Out-of-band dependencies on imperative mutable state outside of the Skip heap can lead to stale results when that state changes. Similarly, if a reactive computation mutates some external data, that mutation can happen repeatedly when inputs to the computation change, potentially causing bugs if the mutation is not idempotent.

Non-determinism can produce unexpected behavior in a reactive environment, since changing outputs will propagate through the computation graph, potentially incurring significant reevaluation costs. The main invariant that the Skip runtime guarantees is from-scratch consistency (i.e. reactive outputs are precisely the same as if the full computation were reexecuted from scratch, without any caching or reuse) which is weakened by non-determinisism. Although non-determinism is not necessarily a bug in the strictest sense, it can make reactive systems difficult to reason about and should be used only with careful consideration.

Examples

Mappers must implement the Skip Mapper interface and define a mapElement function which takes a key and corresponding values from an input collection and produces some key/value pairs defining an output collection.

All keys and values must be JSON-encodable (i.e. extend Json), but the input collection's key/value types K1/V1 do not need to coincide with the output collection's key/value types K2/V2.

interface Mapper<
  K1 extends Json,
  V1 extends Json,
  K2 extends Json,
  V2 extends Json,
> {
  mapEntry(key: K1, values: Values<V1>): Iterable<[K2, V2]>;
}

First, let us revisit the example Mapper from the previous section:

// Mapper function to compute the active users of each group
class ActiveMembers implements Mapper<GroupID, Group, GroupID, UserID> {
  constructor(private users: EagerCollection<UserID, User>) {}

  mapEntry(gid: GroupID, group: Values<Group>): Iterable<[GroupID, UserID]> {
    return group
      .getUnique()
      .members.flatMap((uid) =>
        this.users.getUnique(uid).active ? [[gid, uid]] : [],
      );
  }
}

The type instantiation Mapper<GroupID, Group, GroupID, UserID> indicates that this Mapper will be applied over a collection with GroupID keys and Group values, and produce a collection with GroupID keys and UserID values. Note that while this function is mapped over a GroupID to Group collection, it also has access to the users collection provided to the constructor, and can read from users while processing each entry. The Skip Runtime tracks that the output collection depends on both the input collection as well as the users collection, and keeps the output collection up-to-date in reaction to changes to either dependency.

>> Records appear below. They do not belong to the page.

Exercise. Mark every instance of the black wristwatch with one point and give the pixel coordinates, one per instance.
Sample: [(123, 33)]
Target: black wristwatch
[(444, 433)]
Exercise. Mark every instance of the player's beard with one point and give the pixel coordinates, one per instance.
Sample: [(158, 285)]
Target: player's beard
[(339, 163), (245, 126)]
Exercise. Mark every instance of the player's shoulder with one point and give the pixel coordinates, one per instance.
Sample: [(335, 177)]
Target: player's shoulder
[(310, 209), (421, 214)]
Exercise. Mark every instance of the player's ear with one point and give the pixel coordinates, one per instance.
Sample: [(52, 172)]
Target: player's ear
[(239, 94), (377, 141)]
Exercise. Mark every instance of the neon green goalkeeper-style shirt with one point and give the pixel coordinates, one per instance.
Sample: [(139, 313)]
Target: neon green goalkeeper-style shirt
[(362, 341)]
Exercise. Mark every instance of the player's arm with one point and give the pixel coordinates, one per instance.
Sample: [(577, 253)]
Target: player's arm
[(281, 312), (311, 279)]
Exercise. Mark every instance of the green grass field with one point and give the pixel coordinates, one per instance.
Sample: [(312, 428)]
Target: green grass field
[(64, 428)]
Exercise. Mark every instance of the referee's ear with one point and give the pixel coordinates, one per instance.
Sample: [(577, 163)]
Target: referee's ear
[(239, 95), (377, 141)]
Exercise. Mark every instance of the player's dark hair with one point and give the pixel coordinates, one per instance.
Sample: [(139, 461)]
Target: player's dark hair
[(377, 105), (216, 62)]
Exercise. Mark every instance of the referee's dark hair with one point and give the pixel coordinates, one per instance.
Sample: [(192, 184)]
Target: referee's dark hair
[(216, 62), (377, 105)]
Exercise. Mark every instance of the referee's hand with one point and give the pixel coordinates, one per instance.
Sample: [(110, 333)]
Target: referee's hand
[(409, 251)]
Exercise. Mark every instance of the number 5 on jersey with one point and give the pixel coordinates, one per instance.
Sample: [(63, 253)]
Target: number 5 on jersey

Extending that social media application with Users and Groups example, suppose we want to maintain an index providing the set of groups of which each user is a member. First, we define a mapper function:

// Mapper function to compute the groups each user belongs to
class GroupsPerUser implements Mapper<GroupID, Group, UserID, GroupID> {
  mapEntry(gid: GroupID, group: Values<Group>): Iterable<[UserID, GroupID]> {
    return group.getUnique().members.map((uid) => [uid, gid]);
  }
}

Then, given an eager collection groups of type EagerCollection<GroupID, Group>, we can create an eager collection of groups per user:

const groupsPerUser: EagerCollection<UserID, GroupID> = groups.map(GroupsPerUser);

This general form of Mapper allows arbitrary manipulation of collections' key/value structure. For example, note that the key types of the input and output collections of GroupsPerUser are different, as are the value types.

Simpler mappers can maintain input collections' key/value structure one-to-one (mapping one input value to one output value for the same key); for example, to compute each user's number of friends, we can define a Mapper:

// Mapper function to compute each user's number of friends
class NumFriendsPerUser implements Mapper<UserID, User, UserID, number> {
  mapEntry(uid: UserID, user: Values<User>): Iterable<[UserID, number]> {
    return [[uid, user.getUnique().friends.length]];
  }
}

It is also common to collapse multiple values for a single key down to some aggregate with a many-to-one Mapper; for example, to compute the number of active users in each group:

// Mapper function to compute a _count_ of active users per group
class NumActiveMembers implements Mapper<GroupID, UserID, GroupID, number> {
  mapEntry(gid: GroupID, uids: Values<UserID>): Iterable<[GroupID, number]> {
    return [[gid, uids.toArray().length]];
  }
}

By mapping NumActiveMembers over the eager collection of active group members, we can produce an eager collection activeMembers.map(NumActiveMembers) of type EagerCollection<GroupID, number> with counts of active users per group, maintained up-to-date as users' activity status and group memberships change.

Note that this particular mapper -- counting the number of values per key -- would be better implemented as a Reducer, which is in fact available as a generic utility Count in Skip with a fast native implementation; this example is provided just to demonstrate use of a collapsing Mapper.